Aquí, en el último movimiento, veo en la partitura, escritas a lápiz, las digitaciones vivas del colega muerto, el que falleció por proteger sus dedos como si fueran sus hijos. Da reparo ignorar sus digitaciones, así que las sigo paso a paso, dedo a dedo, y es montar un caballo chúcaro y negro. Sus yemas reencarnan en mis yemas; es raro, ni la alegría se parece a esto. Las cinco líneas del pentagrama, como persianas, comienzan a abrirse. A través de ellas, un cadáver exquisito de sonidos: todo lo que calla o suena es la gran orquesta. Sus tramas, nuestras vidas. Todos los sonidos se vienen encima, un aleph. Escuché desde todos los puntos, a todos los colegas del planeta,
escuché desde los oídos de un arpista, un timbalero, un chelo. Un director.
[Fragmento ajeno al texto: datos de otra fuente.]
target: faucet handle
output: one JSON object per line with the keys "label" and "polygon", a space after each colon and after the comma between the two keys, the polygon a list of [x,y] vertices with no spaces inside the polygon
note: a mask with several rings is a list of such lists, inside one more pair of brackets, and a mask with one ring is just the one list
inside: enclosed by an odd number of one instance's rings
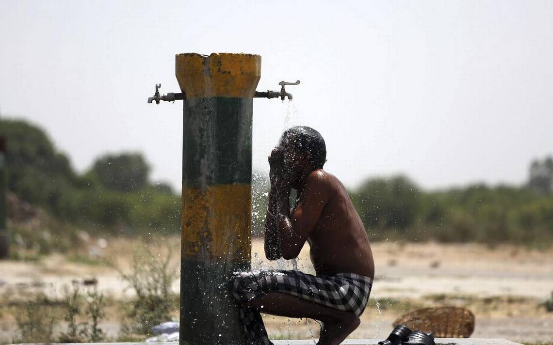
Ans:
{"label": "faucet handle", "polygon": [[284,100],[284,97],[288,97],[289,100],[292,99],[292,95],[286,92],[286,90],[284,89],[285,85],[298,85],[300,81],[299,80],[296,80],[295,83],[290,83],[290,82],[285,82],[284,81],[282,81],[279,83],[278,84],[282,87],[280,88],[280,99]]}
{"label": "faucet handle", "polygon": [[295,83],[290,83],[290,82],[285,82],[284,81],[282,81],[279,83],[278,84],[281,85],[283,87],[284,87],[285,85],[298,85],[300,81],[299,80],[296,80]]}
{"label": "faucet handle", "polygon": [[161,99],[159,95],[159,88],[160,87],[161,87],[161,83],[155,84],[155,93],[154,94],[153,96],[148,98],[148,103],[151,103],[152,100],[155,100],[156,104],[159,104],[159,101]]}

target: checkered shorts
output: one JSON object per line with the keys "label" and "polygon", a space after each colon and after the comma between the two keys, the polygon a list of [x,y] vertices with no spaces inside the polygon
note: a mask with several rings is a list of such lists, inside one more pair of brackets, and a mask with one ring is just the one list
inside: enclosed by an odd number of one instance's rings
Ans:
{"label": "checkered shorts", "polygon": [[[315,277],[296,270],[269,269],[239,272],[231,283],[233,296],[242,303],[265,293],[279,292],[352,311],[358,316],[367,305],[373,280],[355,273]],[[265,345],[272,343],[259,311],[242,305],[239,317],[249,340]]]}

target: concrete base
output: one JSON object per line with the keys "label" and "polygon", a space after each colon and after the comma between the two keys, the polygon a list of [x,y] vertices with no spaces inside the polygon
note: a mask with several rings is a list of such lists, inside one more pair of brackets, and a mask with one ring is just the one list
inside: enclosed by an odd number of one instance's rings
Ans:
{"label": "concrete base", "polygon": [[[383,339],[348,339],[342,343],[343,345],[377,345]],[[521,345],[505,339],[489,338],[436,338],[436,345]],[[310,339],[274,340],[275,345],[314,345]],[[75,343],[64,345],[179,345],[179,342],[163,343]]]}

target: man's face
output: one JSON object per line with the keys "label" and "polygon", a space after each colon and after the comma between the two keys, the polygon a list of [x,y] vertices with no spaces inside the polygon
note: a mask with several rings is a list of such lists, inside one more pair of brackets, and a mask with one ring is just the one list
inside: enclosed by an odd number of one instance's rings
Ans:
{"label": "man's face", "polygon": [[298,183],[301,176],[302,171],[305,166],[304,160],[301,155],[299,153],[294,147],[293,137],[286,137],[279,143],[279,146],[283,149],[283,156],[284,160],[284,168],[286,171],[289,178],[292,180],[293,187]]}

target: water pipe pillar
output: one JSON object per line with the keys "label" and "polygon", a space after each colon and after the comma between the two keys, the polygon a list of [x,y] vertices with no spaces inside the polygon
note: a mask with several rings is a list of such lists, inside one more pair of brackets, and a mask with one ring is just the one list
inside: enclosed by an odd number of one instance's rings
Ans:
{"label": "water pipe pillar", "polygon": [[261,57],[178,54],[182,140],[180,343],[245,345],[229,291],[251,259],[252,118]]}

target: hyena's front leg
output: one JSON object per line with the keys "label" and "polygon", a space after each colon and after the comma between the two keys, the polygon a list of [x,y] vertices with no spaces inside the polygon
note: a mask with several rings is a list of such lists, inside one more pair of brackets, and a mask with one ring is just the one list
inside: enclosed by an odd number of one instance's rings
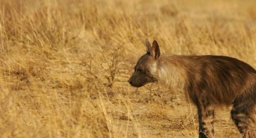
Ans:
{"label": "hyena's front leg", "polygon": [[214,107],[211,105],[200,105],[197,108],[199,121],[199,138],[214,137]]}

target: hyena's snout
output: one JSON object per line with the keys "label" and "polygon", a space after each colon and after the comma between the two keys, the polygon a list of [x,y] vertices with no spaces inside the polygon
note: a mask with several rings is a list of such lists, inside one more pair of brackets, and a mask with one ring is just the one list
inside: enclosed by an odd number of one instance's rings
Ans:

Escuché las telarañas de sus casas. La quinta del lobo. Escuché esquinas a las que jamás volvería. Escuché promesas de amor y si te he visto no me acuerdo. Escuché interminables laberintos auditivos, allí rondaban palabras sueltas, pensamientos aún más sueltos. Escuché las orquestas del universo y todas nos escuchaban. Todas las partituras del universo y todas nos interpretaban. Escuché las notas escritas por Schumann antes de ser internado y las que le quedaron en el tintero a Clara. La partitura de la Octava de Sibelius, entre rítmicas llamaradas de fuego. Escuché llantos y alaridos. Escuché el humo del cigarro de mi profesor muerto. Escuché la eterna catarata del vino en la copa del poeta y una raicilla arrancada de cuajo. La sal en lágrimas ajenas. Escuché convexos arcos de madera de palo de rosa, ecuatoriales, y la batuta desenfrenada de Lully y las que siguieron. Escuché la violenta cabellera de Mahler y las articulaciones de Monteverdi. Escuché un cáncer de próstata. Escuché grandiosas sinfonías sobrevoladas por pequeñas moscas. Escuché cómo cavaban un orificio en el mar y metían a mi padre dentro. Escuché un árbol que pudiendo ser ataúd fue instrumento. El primer latido y la lluvia, el primer metrónomo. Escuché las noches encerradas en gordas garrafas de concierto. Escuché a Brahms y a las orquestas que infinitamente lo multiplicaban. Escuché las crines de caballos de Mongolia sobre las cuerdas. Escuché gatos, gallos y todas las hormigas y palabras que se arrastran sobre la tierra. A Lucio, su rompimiento, sus irrefrenables tímpanos. Escuché nombres, tripas, morteros. Escuché activarse la granada del miedo. Escuché córneas y sexos calenturientos. Escuché todos los verbos. La primera, la última melodía. Eran la misma. En bucle escuché los oídos de los oyentes. Y en este justo momento escuché tus oídos y me tambaleé. Sentí vértigo, mucha hambre. Y lloré, porque mis tímpanos aún no habían escuchado lo suficiente del ruidoso universo.